Commentary

Diverting Gas Tax Money to Sidewalks and Transit Hurts Highways

My column in today’s Washington Times:

America’s highway system is not delivering the high-quality transportation a competitive economy needs. Congestion gridlocks our urban expressways, costing Americans $76 billion per year in wasted time and fuel. The interstate highways, begun 50 years ago, are wearing out and will need repairs and reconstruction costing many hundreds of billions of dollars. Two national commissions have estimated that the shortfall in productive highway investment (federal, state and local) is in the vicinity of $60 billion to $90 billion per year.

We invented the federal Highway Trust Fund in 1956, promising motorists and truckers that all proceeds from a new federal gas tax would be spent on building the interstate system. They aren’t. Congress has expanded federal highway spending beyond interstates to all types of roadways. And ever since 1982, a portion of those “highway user taxes” have been diverted to urban transit.
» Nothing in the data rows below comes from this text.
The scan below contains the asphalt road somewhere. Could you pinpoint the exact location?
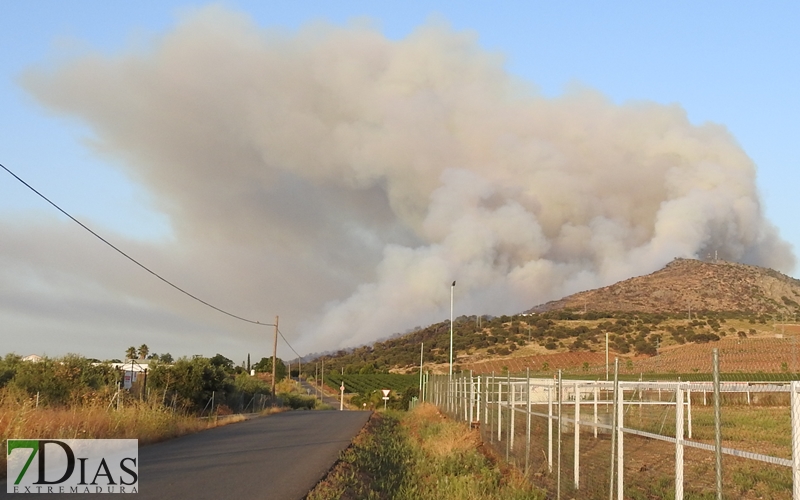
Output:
[0,411,370,500]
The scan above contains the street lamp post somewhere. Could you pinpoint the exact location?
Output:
[450,281,456,380]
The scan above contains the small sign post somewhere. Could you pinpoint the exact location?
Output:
[381,389,391,410]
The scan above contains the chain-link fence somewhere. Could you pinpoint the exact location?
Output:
[422,344,800,500]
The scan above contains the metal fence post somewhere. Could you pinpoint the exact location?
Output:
[617,378,625,500]
[556,370,564,499]
[791,381,800,500]
[525,368,531,476]
[497,372,503,443]
[547,381,556,473]
[508,375,517,451]
[713,348,720,500]
[506,370,514,462]
[594,382,600,439]
[686,387,692,439]
[675,384,683,500]
[572,382,581,490]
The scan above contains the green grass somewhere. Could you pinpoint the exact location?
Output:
[307,405,545,500]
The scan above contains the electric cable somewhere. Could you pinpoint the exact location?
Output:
[0,163,276,328]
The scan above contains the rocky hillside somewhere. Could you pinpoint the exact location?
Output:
[527,259,800,315]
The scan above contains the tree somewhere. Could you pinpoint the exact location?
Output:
[211,353,233,372]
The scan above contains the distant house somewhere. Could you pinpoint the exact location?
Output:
[111,359,152,372]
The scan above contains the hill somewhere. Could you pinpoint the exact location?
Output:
[527,259,800,314]
[304,259,800,376]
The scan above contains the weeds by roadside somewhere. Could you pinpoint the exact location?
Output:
[0,393,274,478]
[307,404,545,500]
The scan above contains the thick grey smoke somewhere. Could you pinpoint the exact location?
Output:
[18,7,794,351]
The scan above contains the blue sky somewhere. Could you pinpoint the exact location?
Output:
[0,0,800,361]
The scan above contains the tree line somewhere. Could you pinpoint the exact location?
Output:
[0,350,287,412]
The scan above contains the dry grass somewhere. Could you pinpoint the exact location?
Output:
[0,392,268,478]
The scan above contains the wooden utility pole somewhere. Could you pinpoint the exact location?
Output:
[272,316,278,398]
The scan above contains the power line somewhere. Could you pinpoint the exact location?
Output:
[278,328,303,359]
[0,163,276,330]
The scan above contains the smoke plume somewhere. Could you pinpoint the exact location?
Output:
[22,7,794,351]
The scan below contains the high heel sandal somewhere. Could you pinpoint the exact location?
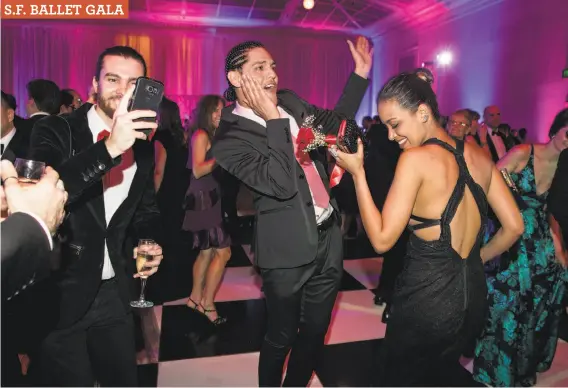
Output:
[185,297,203,314]
[201,306,227,326]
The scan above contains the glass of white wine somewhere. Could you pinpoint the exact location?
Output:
[130,239,158,308]
[14,158,45,184]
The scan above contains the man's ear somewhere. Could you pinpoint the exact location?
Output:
[93,77,99,93]
[227,70,241,88]
[7,109,16,123]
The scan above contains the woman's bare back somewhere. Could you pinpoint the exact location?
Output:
[409,141,492,258]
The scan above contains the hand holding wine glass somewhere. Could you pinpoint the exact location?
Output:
[2,160,68,234]
[130,239,163,308]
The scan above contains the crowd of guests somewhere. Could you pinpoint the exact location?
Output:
[1,38,568,386]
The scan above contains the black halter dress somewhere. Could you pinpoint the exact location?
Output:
[379,139,487,386]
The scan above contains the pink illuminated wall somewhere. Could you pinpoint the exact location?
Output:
[374,0,568,141]
[1,21,372,123]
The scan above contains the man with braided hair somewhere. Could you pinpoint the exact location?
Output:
[213,37,372,387]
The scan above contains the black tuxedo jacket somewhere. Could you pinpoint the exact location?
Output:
[473,133,515,163]
[213,74,369,268]
[2,128,30,163]
[18,114,50,138]
[1,213,51,300]
[29,105,160,327]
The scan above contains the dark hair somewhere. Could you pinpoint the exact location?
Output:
[548,108,568,139]
[26,79,61,115]
[413,67,434,85]
[191,94,225,139]
[224,40,264,101]
[453,109,473,126]
[466,109,481,121]
[95,46,148,80]
[61,89,73,107]
[377,73,440,122]
[2,90,18,111]
[158,97,187,146]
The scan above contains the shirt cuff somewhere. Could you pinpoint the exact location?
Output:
[22,212,53,250]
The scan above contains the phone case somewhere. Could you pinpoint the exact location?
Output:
[128,77,164,127]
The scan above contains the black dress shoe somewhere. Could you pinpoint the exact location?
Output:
[375,295,386,306]
[381,303,391,323]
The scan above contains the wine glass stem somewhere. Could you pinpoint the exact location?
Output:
[140,278,148,301]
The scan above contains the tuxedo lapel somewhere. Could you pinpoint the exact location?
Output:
[278,94,308,128]
[108,140,153,229]
[71,114,107,230]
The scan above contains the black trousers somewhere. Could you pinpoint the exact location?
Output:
[258,220,343,387]
[30,279,138,387]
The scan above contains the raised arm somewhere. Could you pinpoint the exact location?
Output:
[286,36,373,134]
[29,85,158,204]
[28,116,120,204]
[213,119,298,200]
[337,141,423,253]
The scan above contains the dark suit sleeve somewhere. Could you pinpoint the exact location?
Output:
[132,161,161,243]
[29,116,121,204]
[213,119,298,200]
[286,73,369,134]
[1,213,51,299]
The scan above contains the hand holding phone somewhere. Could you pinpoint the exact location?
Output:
[128,77,164,136]
[105,86,158,158]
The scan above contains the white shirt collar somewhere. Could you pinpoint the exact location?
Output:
[0,127,16,150]
[233,101,266,127]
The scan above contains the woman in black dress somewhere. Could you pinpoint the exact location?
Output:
[337,73,523,386]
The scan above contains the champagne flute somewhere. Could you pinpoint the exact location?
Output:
[14,158,45,184]
[130,239,158,308]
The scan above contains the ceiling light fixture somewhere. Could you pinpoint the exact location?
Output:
[304,0,315,10]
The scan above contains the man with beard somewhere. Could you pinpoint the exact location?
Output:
[30,46,162,387]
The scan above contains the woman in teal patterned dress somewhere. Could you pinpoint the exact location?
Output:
[474,110,568,387]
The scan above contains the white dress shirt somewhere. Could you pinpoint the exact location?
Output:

Today, the federal role in transportation includes mandating sidewalks, funding bike paths and creating scenic trails.

As a result, spending exceeds gas-tax revenues and the Highway Trust Fund is broke. Some claim this is because the 18.3-cents-per-gallon federal gas tax needs to be raised. But drivers can fairly put the blame on the fact that 25 percent of gas-tax funds are diverted to non-highway uses.

A key to fixing the problem is to identify what should be federal and what should be state and local responsibilities. In principle, only the interstate highways – our key arteries for interstate commerce – should rise to the level of the federal government. Other highways, streets, sidewalks, bike paths, local transit lines, etc., are more properly state and local concerns.

Reserving the federal Highway Trust Fund just for highway improvements would mean a 25 percent boost in federal highway investment – about $11 billion per year, a good start toward repairing our aging infrastructure.

But what would happen to urban transit if gas taxes went back to being spent solely on highways? Proper federalist principles would make transit a matter for metro areas and local governments to fund themselves, but realistically, that’s not going to happen anytime soon – this Congress will continue to fund local transit projects. But a good case can be made that if the federal government is going to support transit, bikeways and sidewalks, it should do so out of general revenues, not highway-user gas taxes.

Under the Obama administration, the Federal Transit Administration is increasingly partnering with the Department of Housing and Urban Development (HUD) and Environmental Protection Agency to promote “livable and sustainable communities.” In fact, they are evaluating transit and streetcar proposals on this “livable” basis rather than on their transportation cost-effectiveness. If transit is primarily for community development and not for moving large numbers of people from point to point, Congress should fund it like community development. After all, today’s Federal Transit Administration started as the Urban Mass Transit Administration and was located within HUD.